Mais ce bout de Belgique, ce « lambeau de patrie », bien avant tout, au-dessus de tout, vibre des souvenirs de la guerre 1914-1918. Avecapelle, Oudecapelle, Ramscapelle, Eggewaartscapelle, ont-elles pleuré, les pauvres chapelles bâties, en un temps moins amer, par des paysans à la gloire d’une Vierge et de saints dans lesquels ils avaient mis leur foi et la foi de leurs fils et des fils de leurs fils ! Allez aussi à Fumes. Elle vous rappellera, la vieille ville de sainte Walburge, ces neuf jours entre tous mémorables, pendant lesquels 90.000 Belges, sur l’ordre du maréchal Joffre, tinrent en échec, en attendant un renfort de 20.000 soldats de la marine française, 400.000 Allemands entêtés et furieux. Célèbre par tant de détresse, Furnes, heureusement, l’est encore par ses très beaux monuments – sa Grand-Place (on admirera le Beffroi) est un petit bijou d’architecture moyenâgeuse – et. surtout par sa célèbre Boetprocessie – procession de la Pénitence – qui retrace toute l’histoire biblique, depuis le temps des patriarches jusqu’à la mort du Christ. Cette émouvante cérémonie, qui coïncide avec la kermesse communale, se déroule le dernier dimanche de juillet. Elle peut être considérée, aux côtés de la procession dansante de la luxembourgeoise Echternach, comme l’une des manifestations les plus originales du folklore religieux de ce côté de l’Europe occidentale.

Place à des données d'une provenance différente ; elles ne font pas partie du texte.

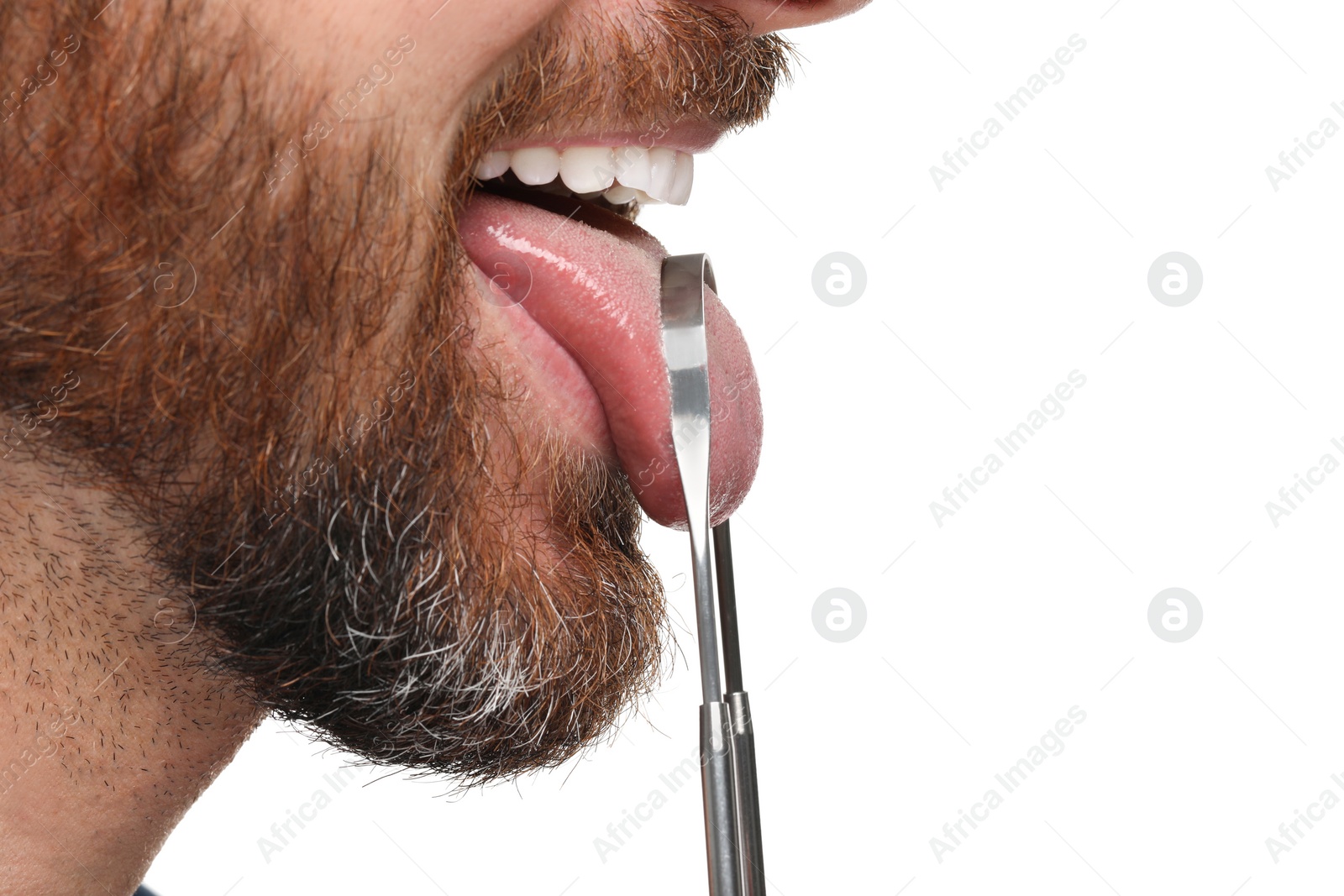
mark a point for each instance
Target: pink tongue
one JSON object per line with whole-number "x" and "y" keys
{"x": 597, "y": 295}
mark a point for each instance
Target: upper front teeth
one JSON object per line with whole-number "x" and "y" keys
{"x": 620, "y": 174}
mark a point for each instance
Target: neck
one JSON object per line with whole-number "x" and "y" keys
{"x": 109, "y": 730}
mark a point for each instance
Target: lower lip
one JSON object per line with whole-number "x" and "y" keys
{"x": 586, "y": 331}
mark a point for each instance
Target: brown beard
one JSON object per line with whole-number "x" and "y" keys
{"x": 280, "y": 376}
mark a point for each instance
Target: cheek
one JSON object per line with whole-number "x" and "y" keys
{"x": 445, "y": 50}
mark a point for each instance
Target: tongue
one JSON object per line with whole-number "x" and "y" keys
{"x": 597, "y": 291}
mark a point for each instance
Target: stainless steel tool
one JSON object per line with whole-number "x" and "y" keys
{"x": 727, "y": 745}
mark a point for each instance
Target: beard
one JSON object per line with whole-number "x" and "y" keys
{"x": 280, "y": 372}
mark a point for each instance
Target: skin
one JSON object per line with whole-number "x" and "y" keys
{"x": 109, "y": 726}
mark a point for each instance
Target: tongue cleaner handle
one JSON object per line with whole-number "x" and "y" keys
{"x": 685, "y": 280}
{"x": 752, "y": 855}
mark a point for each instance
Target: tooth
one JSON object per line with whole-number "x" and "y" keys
{"x": 632, "y": 167}
{"x": 537, "y": 165}
{"x": 588, "y": 168}
{"x": 492, "y": 165}
{"x": 685, "y": 179}
{"x": 620, "y": 195}
{"x": 662, "y": 172}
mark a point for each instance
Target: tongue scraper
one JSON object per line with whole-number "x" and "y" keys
{"x": 727, "y": 746}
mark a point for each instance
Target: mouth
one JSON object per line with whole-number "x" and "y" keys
{"x": 573, "y": 286}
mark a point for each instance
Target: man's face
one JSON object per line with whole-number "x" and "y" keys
{"x": 366, "y": 338}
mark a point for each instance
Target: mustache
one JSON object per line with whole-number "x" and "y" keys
{"x": 635, "y": 73}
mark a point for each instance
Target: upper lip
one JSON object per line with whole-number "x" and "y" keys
{"x": 692, "y": 136}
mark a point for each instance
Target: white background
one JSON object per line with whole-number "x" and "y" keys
{"x": 1032, "y": 598}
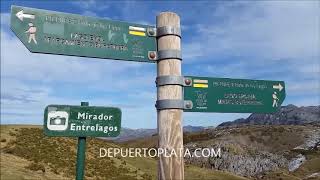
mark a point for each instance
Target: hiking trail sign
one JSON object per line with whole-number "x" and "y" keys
{"x": 82, "y": 121}
{"x": 234, "y": 95}
{"x": 50, "y": 32}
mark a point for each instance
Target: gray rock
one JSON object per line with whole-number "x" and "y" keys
{"x": 295, "y": 163}
{"x": 287, "y": 115}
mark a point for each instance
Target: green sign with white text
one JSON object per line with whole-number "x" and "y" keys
{"x": 82, "y": 121}
{"x": 51, "y": 32}
{"x": 234, "y": 95}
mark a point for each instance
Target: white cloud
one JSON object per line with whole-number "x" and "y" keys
{"x": 264, "y": 29}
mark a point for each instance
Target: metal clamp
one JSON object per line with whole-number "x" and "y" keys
{"x": 173, "y": 80}
{"x": 168, "y": 30}
{"x": 173, "y": 104}
{"x": 169, "y": 54}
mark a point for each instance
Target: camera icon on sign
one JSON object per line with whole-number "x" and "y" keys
{"x": 57, "y": 120}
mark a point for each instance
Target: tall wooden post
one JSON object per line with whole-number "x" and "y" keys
{"x": 170, "y": 120}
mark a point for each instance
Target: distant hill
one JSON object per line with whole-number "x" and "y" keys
{"x": 127, "y": 134}
{"x": 287, "y": 115}
{"x": 27, "y": 154}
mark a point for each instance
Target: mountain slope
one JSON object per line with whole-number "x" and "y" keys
{"x": 287, "y": 115}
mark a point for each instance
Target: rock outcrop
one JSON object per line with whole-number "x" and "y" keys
{"x": 287, "y": 115}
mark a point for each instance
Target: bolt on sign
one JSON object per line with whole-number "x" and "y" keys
{"x": 234, "y": 95}
{"x": 51, "y": 32}
{"x": 82, "y": 121}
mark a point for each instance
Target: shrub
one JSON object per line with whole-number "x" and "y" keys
{"x": 36, "y": 167}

Regrettez-vous le sel marin, le cri aigu du goéland, les blanches voiles aux horizons ? Voici que l’autobus vous invite, qui vous emmène à Oostduinkerke, où vous ferez connaissance avec ces étranges pêcheurs de crevettes à cheval qu’on ne rencontre nulle part ailleurs en Belgique, sinon à Coxyde, et rarement encore en France, dans les environs de Bray-Dunes et de Malo-les-Bains. A Saint-Idesbald, vous irez promener dans ces pieuses solitudes où erra, jadis, un autre saint de légende. A La Panne, la Princesse des Plages, qui reçut, le 17 juillet 1831, Léopold arrivant d’Angleterre pour être sacré roi par les Belges, vous irez contempler, dans une sorte de cirque, les vestiges d’un camp habité, il y a trois mille années, par la tribu des Amiani. Et vous irez, bien sûr, aussi...

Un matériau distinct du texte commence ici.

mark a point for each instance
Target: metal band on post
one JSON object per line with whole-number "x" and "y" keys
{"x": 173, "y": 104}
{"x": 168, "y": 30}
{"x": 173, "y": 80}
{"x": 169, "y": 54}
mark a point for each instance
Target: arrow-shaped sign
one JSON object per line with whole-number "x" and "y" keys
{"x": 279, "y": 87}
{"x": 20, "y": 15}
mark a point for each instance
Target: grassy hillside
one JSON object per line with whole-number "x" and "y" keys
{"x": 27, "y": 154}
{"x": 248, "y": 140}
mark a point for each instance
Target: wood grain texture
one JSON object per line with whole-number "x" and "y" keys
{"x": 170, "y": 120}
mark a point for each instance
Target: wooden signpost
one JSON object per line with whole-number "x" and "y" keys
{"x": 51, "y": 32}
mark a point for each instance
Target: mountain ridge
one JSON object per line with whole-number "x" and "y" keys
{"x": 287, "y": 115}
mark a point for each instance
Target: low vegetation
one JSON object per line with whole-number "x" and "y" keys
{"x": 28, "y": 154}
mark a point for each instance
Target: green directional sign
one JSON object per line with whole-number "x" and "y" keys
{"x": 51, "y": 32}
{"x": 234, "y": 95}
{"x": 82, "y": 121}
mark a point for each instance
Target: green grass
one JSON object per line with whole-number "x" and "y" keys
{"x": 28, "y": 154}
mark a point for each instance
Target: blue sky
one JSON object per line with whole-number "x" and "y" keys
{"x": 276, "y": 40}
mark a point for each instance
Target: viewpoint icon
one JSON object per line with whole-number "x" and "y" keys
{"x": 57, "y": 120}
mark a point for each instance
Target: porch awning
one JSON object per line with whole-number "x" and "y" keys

... Oui, avant que s’achève votre joli périple, il vous faudra visiter les dunes du pays de Coxyde et de La Panne. Large, par endroits, de trois à quatre kilomètres, cette succession de mamelons, que pare une végétation rousse, souvent épineuse, revêt ici et là un cachet de sauvage beauté. Ces menues collines atteignent des hauteurs variant de trois à trente mètres. La plus élevée, le Hoge Blekker, à proximité de Coxyde, grimpe jusqu’à trente-trois mètres. Un des derniers moulins de Flandre était naguère juché au sommet ; il fut malheureusement détruit en 1940. Abondamment boisées, les dunes de La Panne sont particulièrement prisées par le touriste. Trois cent cinquante hectares de cette jungle miniature ont été récemment achetés par l’Etat et constitués en Réserve naturelle.

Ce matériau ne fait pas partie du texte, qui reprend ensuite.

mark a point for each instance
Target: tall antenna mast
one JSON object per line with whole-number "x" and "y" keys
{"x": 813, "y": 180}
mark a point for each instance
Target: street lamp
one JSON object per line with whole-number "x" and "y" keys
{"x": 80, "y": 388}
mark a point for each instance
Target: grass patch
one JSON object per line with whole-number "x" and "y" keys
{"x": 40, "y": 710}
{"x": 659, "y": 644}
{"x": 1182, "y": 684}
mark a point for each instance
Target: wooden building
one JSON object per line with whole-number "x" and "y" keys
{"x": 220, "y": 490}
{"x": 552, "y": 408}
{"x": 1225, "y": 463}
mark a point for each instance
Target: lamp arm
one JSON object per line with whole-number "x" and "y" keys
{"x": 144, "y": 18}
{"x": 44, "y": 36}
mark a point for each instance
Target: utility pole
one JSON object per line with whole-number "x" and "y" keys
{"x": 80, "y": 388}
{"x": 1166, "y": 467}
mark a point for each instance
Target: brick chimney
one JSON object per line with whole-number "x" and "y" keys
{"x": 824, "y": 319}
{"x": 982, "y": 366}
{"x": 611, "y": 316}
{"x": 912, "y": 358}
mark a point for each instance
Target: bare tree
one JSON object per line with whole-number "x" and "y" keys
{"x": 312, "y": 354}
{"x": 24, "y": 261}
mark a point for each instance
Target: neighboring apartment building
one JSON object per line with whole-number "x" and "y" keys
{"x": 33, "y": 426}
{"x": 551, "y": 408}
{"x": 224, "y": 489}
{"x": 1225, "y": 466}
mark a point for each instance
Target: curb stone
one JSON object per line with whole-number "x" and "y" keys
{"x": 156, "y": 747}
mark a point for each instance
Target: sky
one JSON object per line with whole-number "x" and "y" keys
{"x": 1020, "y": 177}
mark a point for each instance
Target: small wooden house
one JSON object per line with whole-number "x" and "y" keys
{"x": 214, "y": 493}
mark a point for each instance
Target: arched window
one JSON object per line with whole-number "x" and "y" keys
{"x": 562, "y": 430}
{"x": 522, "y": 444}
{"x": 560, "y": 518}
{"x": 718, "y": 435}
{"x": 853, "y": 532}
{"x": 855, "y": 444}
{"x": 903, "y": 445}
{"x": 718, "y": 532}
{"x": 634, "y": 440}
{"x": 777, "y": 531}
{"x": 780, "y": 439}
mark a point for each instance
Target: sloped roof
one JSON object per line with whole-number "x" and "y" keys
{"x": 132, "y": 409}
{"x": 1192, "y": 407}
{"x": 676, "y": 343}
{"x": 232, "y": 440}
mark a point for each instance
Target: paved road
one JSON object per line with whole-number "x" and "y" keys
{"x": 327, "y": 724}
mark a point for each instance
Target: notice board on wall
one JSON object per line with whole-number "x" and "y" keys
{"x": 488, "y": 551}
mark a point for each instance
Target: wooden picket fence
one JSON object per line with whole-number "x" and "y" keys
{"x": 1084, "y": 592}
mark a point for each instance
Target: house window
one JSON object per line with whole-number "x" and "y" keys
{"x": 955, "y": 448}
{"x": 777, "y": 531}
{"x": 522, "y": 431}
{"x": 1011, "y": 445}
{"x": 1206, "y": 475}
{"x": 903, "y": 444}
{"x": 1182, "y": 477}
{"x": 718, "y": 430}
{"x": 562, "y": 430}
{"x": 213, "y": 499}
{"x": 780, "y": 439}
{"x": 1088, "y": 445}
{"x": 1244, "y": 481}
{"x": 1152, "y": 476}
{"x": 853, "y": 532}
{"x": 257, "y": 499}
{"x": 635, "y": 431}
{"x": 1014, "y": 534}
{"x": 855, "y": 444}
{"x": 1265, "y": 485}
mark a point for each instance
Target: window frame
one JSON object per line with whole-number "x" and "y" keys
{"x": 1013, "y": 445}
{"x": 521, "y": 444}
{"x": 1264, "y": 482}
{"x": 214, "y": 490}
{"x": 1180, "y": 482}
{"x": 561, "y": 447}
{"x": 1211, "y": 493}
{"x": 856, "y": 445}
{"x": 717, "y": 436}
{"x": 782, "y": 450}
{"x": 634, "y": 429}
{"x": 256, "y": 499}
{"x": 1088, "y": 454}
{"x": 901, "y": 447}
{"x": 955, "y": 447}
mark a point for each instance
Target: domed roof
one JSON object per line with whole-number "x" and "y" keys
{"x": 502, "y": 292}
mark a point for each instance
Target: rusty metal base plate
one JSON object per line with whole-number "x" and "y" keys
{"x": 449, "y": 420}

La route de La Panne à Adinkerke, elle non plus, ne manque pas de pittoresque. Longue de trois kilomètres, elle s’encadre, sur la moitié de son parcours, dans un bois très épais. Cette petite forêt est tout ce qui subsiste de la vaste feuillée qui s’étendit dans la- région à la suite de l’assèchement des polders. Au XVIIe siècle encore, cette sylve miraculeuse était peuplée de renards, de cerfs et de sangliers. Image poétique d’un temps où les phoques, qui venaient se reposer par centaines sur les rivages de Mardick, vivaient en voisinage avec les grands-parents des hôtes actuels de la forêt d’Ardenne.

Ainsi s’achèvera, dans l’odeur des peupliers et des ormes, votre promenade au bord de la mer. Et nul doute qu’avant de reprendre votre train, vous irez boire, dans tel petit café d’Adinkerke, à deux pas de la frontière, un vin venu tout exprès pour vous de Dunkerque. La patronne est une brave vieille. Et diserte, par surcroît. Elle vous dira, si vous le désirez, la vraie histoire de Bella Stock, la pauvre fille du pêcheur aveugle, qu’Henri Conscience a chantée dans son Coureur de Grèves. Elle vous parlera de ce temps héroïque quand, Adinkerke n’étant pas encore relié à Bruxelles par le rail, naquit Adèle, le premier tram, tiré par un cheval, qui rattacha son village au hameau de La Panne. Et si la dame vous réclame cinq cents francs pour son dû, ne vous exclamez pas ! C’est la faute à la France toute proche : à Adinkerke, comme à Dunkerque, on compte parfois en francs légers.